Custom Prefect Result

I use Prefect 2 to run image analysis workflows. An image analysis workflow often contains a series of image transformations which are applied to individual images in sequence. A very basic workflow would take image raw data, apply some filtering to reduce noise and then threshold the data to obtain a semantic segmentation (foreground vs background).

I can easily build this workflow with Prefect 2 and use caching to reduce computations when a flow is re-run. However, it gets more tricky if I want to access and inspect cached task-run results. Because Prefect 2 has currently no support for custom result types. One work-around is to take care of reading and writing image data within the task and only pass file paths between tasks. This works, but it does not feel very nice to add all this extra code to every task.

I think I found a better solution which uses Prefect’s JSONSerializer with custom implementations for the object_encoder and object_decoder and would like to get feedback and inspiration from the community. The code can be found in fmi-faim/custom-prefect-result.

Custom Prefect Result (cpr) introduces custom result targets which have

  • a location: storage location
  • a name: file name
  • an ext: file extension
  • a data: actual result data
    and
  • a data_hash: hash result of data

field. When the data is set for such a target via set_data the data_hash is computed and when such a target is returned by a task and the customized JSONSerializer encounters it, only the location, name, ext and data_hash will be serialized to JSON and the actual data is written to the storage location. On decoding the custom result target is restored and the data can be accessed via get_data, which will load the actual data from the storage location and compute the hash of the loaded data and compare it against the stored data_hash.

Importantly, when the data is stored the data_hash is appended to the file name, which ensures that existing results are not overwritten by task runs with different parameters.

Usage

Installation: pip install git+https://github.com/fmi-faim/custom-prefect-result@main

To use CPR the task results must be of type cpr.Target.Target, the cache_key_fn must use the customized JSONSerializer and the result_serializer must be set to the customized JSONSerializer.

So far, I have only two custom result types:

  • ImageTarget wraps a numpy array and saves the numpy array to a compressed tif-file.
  • CSVTarget wraps a pandas DataFrame and saves it to a csv-file.

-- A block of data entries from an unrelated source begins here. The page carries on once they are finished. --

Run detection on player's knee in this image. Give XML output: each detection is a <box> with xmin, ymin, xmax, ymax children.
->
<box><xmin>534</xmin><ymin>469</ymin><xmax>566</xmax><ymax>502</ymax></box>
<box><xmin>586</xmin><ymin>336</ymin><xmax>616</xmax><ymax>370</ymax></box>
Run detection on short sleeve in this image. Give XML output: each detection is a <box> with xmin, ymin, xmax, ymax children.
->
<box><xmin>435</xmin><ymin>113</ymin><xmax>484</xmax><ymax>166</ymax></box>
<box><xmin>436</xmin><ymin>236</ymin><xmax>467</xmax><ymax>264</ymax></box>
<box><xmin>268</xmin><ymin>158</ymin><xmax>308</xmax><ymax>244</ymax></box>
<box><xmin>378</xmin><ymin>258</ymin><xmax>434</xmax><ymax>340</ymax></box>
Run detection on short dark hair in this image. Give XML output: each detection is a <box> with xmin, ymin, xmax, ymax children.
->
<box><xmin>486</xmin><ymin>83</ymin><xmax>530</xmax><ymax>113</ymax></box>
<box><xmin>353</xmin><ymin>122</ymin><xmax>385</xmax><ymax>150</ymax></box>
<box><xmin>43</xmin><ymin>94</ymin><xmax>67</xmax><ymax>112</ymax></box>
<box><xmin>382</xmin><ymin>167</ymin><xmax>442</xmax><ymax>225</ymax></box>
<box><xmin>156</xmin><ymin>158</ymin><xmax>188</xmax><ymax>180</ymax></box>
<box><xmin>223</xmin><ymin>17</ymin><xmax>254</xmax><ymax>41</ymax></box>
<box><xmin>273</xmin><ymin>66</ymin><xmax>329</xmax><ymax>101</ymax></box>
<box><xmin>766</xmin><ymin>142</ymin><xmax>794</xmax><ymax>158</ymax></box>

I have also added ImageSource and CSVSource, which don’t have the set_data method and only point to existing data. Since ...Source and ...Target are both of type cpr.Resource.Resource the tasks arguments can use Resource as type hint.

Example Flow

from glob import glob
from os import makedirs
from os.path import join, exists

from cpr.Resource import Resource
from cpr.Serializer import cpr_serializer
from cpr.image.ImageSource import ImageSource
from cpr.image.ImageTarget import ImageTarget
from cpr.utilities.utilities import task_input_hash
from prefect import flow, task
from prefect_dask import DaskTaskRunner

from scipy.ndimage import gaussian_filter


@task()
def list_files(input_data_dir):
    images = []
    for f in glob(join(input_data_dir, "*.tif")):
        images.append(ImageSource.from_path(f))

    return images


@task(cache_key_fn=task_input_hash) # Use cpr.utilities.utilities.task_input_hash to hash cpr.Resource.Resource input parameters correctly
def denoise_image(result_dir,
                  image: Resource,
                  sigma):
    output = ImageTarget.from_path(
        path=join(result_dir, f"{image.get_name()}.tif"))

    output.set_data(gaussian_filter(image.get_data(), sigma))

    return output

@task(cache_key_fn=task_input_hash)
def segment_image(result_dir: str,
                  denoised: Resource,
                  threshold: float):
    output = ImageTarget.from_path(
        path=join(result_dir, f"{denoised.get_name()}.tif"))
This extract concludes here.